1
Шла весна…
В лесах еще пыхтели сырые мхи, чавкали под ногами зверя мочежины, но поля уже подсохли, покрылись тонкой коркой, и по ним забегал бездомный ветер. Вот он налетел на столетнюю сосну, встряхнул ее так, что она вся заскрипела, а затем, покрутившись у ее подножья, приминая сыроватую осыпь побуревших игл, кинулся на осину, пригнул ее и со всего разбега начал мять и давить сорняки-травы, одновременно задирая на тощих грачах черное перо.
Грачи прилетели совсем недавно и, будто монахи, рассыпались по полям, высматривая пахаря: на свежей борозде пища.
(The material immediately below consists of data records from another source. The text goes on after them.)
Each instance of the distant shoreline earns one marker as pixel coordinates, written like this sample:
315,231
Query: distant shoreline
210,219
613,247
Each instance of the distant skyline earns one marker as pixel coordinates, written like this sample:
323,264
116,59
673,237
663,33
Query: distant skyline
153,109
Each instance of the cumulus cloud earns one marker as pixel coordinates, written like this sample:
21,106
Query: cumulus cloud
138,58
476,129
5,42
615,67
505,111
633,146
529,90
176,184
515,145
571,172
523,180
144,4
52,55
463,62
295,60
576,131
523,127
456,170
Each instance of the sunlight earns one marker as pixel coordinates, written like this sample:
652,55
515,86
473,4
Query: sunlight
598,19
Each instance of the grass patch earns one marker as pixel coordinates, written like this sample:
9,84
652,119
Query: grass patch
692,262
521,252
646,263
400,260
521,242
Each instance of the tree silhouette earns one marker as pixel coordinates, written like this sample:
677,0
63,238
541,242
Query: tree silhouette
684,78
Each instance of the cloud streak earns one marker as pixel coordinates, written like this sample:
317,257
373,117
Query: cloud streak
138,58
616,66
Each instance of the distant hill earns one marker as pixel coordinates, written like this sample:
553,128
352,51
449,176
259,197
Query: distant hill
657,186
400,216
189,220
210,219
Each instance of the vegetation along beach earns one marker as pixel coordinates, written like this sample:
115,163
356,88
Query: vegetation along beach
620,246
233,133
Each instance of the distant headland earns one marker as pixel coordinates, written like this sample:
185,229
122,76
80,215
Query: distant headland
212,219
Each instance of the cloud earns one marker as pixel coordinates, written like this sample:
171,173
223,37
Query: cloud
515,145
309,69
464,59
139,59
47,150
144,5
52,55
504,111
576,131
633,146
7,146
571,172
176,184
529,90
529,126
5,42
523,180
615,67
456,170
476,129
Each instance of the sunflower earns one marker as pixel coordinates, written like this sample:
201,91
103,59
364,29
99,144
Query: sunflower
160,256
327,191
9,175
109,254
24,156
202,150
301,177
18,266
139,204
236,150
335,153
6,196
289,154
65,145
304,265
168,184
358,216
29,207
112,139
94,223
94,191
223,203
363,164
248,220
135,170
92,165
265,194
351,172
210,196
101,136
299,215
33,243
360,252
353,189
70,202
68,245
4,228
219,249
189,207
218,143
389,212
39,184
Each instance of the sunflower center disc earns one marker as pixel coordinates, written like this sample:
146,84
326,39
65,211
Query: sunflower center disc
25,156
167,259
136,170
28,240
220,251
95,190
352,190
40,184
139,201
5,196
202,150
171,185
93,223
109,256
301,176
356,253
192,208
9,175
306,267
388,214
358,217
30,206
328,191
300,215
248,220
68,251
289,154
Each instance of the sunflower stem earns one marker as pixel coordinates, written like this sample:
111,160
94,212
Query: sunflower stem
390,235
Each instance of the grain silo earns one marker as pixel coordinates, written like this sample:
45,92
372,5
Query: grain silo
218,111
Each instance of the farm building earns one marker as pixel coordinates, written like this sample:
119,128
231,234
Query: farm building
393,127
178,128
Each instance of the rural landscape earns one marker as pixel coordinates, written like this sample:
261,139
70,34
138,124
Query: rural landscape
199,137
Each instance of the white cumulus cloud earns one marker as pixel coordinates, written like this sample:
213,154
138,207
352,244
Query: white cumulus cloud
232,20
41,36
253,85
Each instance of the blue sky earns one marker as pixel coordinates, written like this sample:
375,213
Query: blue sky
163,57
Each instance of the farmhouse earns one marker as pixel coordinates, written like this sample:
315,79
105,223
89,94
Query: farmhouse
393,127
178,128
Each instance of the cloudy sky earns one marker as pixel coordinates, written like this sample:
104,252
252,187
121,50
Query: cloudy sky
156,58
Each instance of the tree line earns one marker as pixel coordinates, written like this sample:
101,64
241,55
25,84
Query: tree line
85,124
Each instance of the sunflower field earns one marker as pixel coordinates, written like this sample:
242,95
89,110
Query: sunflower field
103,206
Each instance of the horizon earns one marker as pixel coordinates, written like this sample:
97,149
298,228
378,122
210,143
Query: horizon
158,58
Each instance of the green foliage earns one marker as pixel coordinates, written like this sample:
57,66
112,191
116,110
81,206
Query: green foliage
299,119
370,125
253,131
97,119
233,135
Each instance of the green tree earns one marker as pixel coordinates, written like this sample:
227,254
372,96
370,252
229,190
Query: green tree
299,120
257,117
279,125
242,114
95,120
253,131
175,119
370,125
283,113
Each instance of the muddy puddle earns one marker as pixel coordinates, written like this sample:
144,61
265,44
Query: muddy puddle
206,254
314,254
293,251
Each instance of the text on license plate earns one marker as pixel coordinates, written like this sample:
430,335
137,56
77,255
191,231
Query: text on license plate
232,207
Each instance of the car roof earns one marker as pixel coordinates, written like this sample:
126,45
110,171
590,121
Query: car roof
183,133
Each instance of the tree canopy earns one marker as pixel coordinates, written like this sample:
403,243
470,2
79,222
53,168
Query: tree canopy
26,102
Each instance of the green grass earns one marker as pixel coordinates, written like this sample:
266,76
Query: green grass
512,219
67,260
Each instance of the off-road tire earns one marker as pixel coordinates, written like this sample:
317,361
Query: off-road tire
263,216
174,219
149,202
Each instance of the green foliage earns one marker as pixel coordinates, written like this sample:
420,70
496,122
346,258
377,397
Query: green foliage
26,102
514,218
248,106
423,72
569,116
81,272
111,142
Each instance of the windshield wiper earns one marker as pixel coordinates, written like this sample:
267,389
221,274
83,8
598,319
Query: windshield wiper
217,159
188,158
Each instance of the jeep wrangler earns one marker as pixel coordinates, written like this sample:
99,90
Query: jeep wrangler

Пахарь не появлялся, а земля черствела, как черствеет хлеб…
Весна! Весна!
Она пробивается всюду: через прошлогоднюю листву зеленями трав, через пушистые почки вербы, липы, березы… и распаренная солнцем земля зовет Петра Хропова домой — в Белоруссию, где он четыре года проработал агрономом.
Он даже видит: вон отправляют в поле сеялки, семена, следом за ними двинулись отремонтированные, обновленные тракторы, а из конюшни Настя, дочь вдовы Варвары, выводит коня в бело-черных пятнах.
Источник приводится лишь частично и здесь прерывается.